OpenAI has quietly shipped a feature that solves one of the more tedious realities of working with ChatGPT daily: you keep re-explaining the same thing. Skills — now live and documented via OpenAI Academy — lets users define a workflow once in a structured file and invoke it consistently across sessions, without pasting the same prompt template for the hundredth time.

What's New

A Skill is essentially a named, reusable workflow stored as a plain-text Markdown file called SKILL.md. The file defines what the task does, what inputs it expects, step-by-step instructions, required output format, and final checks. Skills can also bundle supporting resources — templates, brand guidelines, schemas, example outputs — so ChatGPT has everything it needs baked in.
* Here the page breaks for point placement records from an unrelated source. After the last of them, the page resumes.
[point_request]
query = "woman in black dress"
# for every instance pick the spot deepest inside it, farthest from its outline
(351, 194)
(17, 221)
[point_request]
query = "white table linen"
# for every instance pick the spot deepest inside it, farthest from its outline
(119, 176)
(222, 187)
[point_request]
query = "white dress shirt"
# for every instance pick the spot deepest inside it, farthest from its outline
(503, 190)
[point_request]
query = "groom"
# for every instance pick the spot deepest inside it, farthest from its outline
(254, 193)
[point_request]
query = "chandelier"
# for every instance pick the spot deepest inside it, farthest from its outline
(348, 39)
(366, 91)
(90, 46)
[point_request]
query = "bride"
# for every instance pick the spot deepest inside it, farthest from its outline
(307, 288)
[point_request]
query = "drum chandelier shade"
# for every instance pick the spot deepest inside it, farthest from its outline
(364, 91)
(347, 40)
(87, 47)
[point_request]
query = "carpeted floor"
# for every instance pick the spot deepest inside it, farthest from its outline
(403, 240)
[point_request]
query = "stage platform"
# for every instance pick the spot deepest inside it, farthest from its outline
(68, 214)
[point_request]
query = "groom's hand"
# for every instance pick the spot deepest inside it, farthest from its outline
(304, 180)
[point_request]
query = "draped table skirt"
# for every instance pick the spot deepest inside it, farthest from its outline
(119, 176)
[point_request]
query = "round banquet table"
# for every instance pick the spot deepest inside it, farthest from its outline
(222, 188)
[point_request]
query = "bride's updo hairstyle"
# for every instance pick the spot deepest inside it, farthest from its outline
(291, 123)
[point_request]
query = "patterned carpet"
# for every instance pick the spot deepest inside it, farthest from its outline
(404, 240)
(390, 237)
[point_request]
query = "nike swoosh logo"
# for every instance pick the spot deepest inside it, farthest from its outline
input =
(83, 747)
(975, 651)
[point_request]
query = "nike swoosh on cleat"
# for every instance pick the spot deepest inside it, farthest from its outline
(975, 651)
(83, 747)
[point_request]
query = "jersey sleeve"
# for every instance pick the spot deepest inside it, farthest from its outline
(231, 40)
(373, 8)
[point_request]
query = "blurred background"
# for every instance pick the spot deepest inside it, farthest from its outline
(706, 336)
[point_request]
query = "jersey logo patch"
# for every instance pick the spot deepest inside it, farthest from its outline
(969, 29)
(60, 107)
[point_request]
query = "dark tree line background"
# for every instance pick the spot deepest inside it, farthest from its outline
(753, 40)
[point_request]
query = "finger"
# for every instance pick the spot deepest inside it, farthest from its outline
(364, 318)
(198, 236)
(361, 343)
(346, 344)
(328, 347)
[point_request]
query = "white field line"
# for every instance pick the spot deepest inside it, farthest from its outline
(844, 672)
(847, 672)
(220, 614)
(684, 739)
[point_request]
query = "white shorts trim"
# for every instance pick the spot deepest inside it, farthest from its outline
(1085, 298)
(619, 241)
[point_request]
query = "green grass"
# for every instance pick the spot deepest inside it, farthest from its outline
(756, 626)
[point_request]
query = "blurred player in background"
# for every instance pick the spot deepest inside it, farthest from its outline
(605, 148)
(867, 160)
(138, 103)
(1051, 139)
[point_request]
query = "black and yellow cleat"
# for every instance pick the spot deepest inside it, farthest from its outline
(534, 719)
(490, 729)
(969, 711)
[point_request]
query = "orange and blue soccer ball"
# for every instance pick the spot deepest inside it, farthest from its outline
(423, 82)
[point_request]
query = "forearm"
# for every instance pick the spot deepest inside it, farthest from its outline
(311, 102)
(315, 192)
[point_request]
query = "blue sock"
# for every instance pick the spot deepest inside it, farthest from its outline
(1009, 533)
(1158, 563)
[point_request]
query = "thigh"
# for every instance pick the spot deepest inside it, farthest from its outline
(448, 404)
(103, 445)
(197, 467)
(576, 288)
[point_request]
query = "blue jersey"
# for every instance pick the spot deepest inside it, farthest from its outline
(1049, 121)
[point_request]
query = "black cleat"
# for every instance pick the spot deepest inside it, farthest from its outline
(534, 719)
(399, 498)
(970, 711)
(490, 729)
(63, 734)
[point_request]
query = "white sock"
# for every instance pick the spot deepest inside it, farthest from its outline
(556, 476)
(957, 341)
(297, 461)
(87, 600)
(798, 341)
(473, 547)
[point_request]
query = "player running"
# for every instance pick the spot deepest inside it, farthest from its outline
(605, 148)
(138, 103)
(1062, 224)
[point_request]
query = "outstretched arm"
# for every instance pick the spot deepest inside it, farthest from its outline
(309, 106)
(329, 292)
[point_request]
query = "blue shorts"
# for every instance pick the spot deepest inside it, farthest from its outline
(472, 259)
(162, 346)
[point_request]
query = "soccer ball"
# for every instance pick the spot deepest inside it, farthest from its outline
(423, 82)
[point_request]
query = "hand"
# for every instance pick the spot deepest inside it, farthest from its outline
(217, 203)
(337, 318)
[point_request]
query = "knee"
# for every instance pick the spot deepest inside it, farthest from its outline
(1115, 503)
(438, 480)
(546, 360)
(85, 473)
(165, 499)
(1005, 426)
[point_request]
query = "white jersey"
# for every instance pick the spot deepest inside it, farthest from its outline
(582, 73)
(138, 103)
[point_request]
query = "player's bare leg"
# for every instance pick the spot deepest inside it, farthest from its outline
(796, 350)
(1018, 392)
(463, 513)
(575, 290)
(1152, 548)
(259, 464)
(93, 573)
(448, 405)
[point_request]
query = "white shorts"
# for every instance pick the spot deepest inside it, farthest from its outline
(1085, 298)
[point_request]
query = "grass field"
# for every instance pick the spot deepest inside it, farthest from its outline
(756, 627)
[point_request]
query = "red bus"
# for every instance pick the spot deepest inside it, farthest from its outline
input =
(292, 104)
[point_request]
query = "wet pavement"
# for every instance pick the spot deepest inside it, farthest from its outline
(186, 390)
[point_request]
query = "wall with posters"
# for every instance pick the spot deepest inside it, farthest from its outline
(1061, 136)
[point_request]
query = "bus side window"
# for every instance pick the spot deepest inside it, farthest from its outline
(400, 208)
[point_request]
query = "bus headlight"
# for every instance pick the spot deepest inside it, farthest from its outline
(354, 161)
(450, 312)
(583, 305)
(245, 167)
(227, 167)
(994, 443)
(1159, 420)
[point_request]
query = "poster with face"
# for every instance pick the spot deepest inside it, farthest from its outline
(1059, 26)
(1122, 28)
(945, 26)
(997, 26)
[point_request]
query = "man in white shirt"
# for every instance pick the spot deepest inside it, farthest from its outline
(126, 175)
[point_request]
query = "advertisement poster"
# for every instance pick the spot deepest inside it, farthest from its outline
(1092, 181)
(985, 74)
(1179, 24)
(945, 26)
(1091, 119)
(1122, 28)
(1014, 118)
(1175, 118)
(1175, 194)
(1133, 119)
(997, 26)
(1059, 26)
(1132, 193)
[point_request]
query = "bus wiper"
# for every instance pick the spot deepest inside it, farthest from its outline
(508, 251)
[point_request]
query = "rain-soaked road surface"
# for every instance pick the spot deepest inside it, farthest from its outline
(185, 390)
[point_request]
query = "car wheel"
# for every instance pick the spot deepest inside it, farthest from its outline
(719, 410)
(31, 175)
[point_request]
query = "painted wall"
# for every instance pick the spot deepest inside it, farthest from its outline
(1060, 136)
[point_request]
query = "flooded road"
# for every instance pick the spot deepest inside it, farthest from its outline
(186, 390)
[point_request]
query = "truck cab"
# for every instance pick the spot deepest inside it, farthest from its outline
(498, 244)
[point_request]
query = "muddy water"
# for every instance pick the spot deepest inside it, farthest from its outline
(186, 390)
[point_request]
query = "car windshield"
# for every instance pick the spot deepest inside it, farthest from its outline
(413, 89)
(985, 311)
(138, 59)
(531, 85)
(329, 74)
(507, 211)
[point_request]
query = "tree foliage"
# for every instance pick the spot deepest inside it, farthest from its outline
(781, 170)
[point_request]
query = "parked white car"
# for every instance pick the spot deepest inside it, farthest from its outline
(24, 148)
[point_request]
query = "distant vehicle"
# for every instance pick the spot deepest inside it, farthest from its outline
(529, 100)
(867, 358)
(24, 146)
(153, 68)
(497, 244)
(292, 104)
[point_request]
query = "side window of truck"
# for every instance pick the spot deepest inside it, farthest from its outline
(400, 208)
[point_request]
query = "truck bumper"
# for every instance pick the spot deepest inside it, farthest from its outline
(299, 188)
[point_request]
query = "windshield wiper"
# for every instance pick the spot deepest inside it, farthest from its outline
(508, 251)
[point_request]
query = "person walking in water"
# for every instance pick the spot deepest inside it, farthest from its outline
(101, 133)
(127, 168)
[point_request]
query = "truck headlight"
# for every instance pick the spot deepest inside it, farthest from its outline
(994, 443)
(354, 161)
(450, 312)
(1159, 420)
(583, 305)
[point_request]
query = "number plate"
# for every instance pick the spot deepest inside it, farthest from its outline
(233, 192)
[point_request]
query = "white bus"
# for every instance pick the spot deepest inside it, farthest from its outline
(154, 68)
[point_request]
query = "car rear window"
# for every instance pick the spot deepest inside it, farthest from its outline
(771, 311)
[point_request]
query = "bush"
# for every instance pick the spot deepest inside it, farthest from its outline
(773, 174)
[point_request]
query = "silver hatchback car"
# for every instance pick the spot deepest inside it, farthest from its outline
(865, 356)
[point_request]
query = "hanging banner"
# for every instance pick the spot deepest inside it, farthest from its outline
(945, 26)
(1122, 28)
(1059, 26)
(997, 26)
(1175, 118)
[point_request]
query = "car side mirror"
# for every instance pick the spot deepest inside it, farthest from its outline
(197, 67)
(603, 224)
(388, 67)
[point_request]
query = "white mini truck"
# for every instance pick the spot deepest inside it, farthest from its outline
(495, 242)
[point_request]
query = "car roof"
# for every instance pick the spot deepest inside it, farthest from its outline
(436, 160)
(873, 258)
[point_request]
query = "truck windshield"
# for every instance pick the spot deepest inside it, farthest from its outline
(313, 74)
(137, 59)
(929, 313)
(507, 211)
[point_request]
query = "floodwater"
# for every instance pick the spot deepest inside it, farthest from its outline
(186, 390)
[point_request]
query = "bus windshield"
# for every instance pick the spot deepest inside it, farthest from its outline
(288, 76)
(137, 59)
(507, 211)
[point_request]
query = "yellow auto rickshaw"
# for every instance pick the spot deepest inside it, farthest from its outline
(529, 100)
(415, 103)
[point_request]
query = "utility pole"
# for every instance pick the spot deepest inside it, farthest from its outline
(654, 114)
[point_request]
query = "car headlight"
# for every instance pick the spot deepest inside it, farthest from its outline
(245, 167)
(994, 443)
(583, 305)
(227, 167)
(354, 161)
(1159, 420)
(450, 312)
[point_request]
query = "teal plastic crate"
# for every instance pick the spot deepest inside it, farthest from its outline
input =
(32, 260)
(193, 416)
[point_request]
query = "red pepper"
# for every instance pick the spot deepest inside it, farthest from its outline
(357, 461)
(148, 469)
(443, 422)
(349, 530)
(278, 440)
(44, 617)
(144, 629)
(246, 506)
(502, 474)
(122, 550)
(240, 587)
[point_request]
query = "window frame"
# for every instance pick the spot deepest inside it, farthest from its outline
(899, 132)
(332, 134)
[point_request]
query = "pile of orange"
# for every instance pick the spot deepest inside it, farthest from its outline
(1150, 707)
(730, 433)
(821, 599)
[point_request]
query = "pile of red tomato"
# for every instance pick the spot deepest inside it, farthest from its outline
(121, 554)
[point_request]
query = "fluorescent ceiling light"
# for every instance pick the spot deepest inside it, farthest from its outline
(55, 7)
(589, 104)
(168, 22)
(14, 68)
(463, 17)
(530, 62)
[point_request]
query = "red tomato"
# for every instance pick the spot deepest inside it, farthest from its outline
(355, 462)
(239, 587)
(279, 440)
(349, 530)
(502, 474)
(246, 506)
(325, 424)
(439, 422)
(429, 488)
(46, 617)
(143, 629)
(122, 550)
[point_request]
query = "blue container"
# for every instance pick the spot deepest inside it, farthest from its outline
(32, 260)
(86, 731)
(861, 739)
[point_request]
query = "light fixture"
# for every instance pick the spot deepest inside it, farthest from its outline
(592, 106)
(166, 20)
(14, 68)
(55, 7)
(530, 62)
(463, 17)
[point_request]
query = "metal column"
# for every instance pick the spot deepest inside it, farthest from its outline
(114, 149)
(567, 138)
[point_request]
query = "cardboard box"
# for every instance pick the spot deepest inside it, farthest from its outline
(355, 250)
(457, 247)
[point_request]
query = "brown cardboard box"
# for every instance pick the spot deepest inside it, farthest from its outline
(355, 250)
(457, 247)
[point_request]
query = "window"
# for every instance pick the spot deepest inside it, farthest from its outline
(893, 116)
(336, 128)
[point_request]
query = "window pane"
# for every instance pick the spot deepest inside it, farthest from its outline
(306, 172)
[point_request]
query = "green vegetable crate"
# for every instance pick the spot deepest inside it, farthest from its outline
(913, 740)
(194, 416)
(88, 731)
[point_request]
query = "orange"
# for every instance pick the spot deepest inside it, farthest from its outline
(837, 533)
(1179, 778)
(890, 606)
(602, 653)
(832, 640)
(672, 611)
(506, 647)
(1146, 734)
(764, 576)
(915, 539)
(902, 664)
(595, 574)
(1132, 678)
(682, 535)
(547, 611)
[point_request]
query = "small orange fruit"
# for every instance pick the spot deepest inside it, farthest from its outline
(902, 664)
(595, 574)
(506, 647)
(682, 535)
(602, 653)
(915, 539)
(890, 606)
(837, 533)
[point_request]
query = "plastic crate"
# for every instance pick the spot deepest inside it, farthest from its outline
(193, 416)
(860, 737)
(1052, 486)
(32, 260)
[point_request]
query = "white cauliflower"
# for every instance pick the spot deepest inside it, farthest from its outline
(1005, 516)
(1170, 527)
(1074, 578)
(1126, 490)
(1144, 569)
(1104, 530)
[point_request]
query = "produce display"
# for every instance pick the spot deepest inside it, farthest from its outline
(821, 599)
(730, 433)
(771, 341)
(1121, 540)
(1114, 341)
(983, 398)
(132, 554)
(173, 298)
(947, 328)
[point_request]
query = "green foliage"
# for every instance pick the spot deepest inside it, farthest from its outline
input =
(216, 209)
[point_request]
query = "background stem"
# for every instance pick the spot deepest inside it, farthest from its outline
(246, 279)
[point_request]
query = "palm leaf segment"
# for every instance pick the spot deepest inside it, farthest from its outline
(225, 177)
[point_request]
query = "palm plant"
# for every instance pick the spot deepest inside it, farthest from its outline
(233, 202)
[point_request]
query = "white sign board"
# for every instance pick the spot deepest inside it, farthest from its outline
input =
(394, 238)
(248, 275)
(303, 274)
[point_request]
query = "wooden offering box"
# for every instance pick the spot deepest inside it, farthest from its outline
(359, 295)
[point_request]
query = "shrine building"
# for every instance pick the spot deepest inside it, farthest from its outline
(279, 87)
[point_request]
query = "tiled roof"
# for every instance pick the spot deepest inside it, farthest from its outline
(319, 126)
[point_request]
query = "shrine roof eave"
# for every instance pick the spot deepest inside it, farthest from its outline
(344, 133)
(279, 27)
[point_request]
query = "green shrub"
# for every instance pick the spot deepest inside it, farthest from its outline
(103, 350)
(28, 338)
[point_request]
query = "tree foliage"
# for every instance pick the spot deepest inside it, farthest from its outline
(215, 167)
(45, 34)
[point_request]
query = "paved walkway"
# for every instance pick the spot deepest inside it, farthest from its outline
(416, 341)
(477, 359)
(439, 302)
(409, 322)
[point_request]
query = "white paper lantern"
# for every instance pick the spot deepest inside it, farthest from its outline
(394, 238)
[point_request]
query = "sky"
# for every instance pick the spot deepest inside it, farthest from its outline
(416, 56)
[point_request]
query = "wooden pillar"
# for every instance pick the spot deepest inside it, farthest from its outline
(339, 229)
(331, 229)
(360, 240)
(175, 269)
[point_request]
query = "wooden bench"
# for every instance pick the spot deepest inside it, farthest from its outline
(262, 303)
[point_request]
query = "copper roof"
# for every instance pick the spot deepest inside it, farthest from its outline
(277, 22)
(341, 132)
OpenAI is positioning SKILL.md as an open standard, meaning the format is designed to be portable across other AI tools and platforms, not just ChatGPT.

Why It Matters

The pitch here is consistency and institutional knowledge. Teams running recurring workflows — monthly reports, compliance summaries, executive briefings — currently rely on someone remembering to paste the right prompt or share the right doc. Skills formalizes that into something versionable and shareable, closer to how engineering teams treat runbooks. It's a lightweight answer to a real problem: AI outputs drift when instructions aren't precise, and most users aren't re-specifying precision every time. Building that into a reusable artifact is a practical step toward making ChatGPT actually reliable for structured work.

What to Watch

The open standard angle is worth tracking. If SKILL.md gains adoption outside OpenAI's ecosystem — in third-party tools or competing platforms — it could become a common lingua franca for AI workflow definition, similar to how OpenAPI specs became standard for REST APIs. For now, it's a ChatGPT-native feature, but the framing suggests OpenAI is angling for something broader.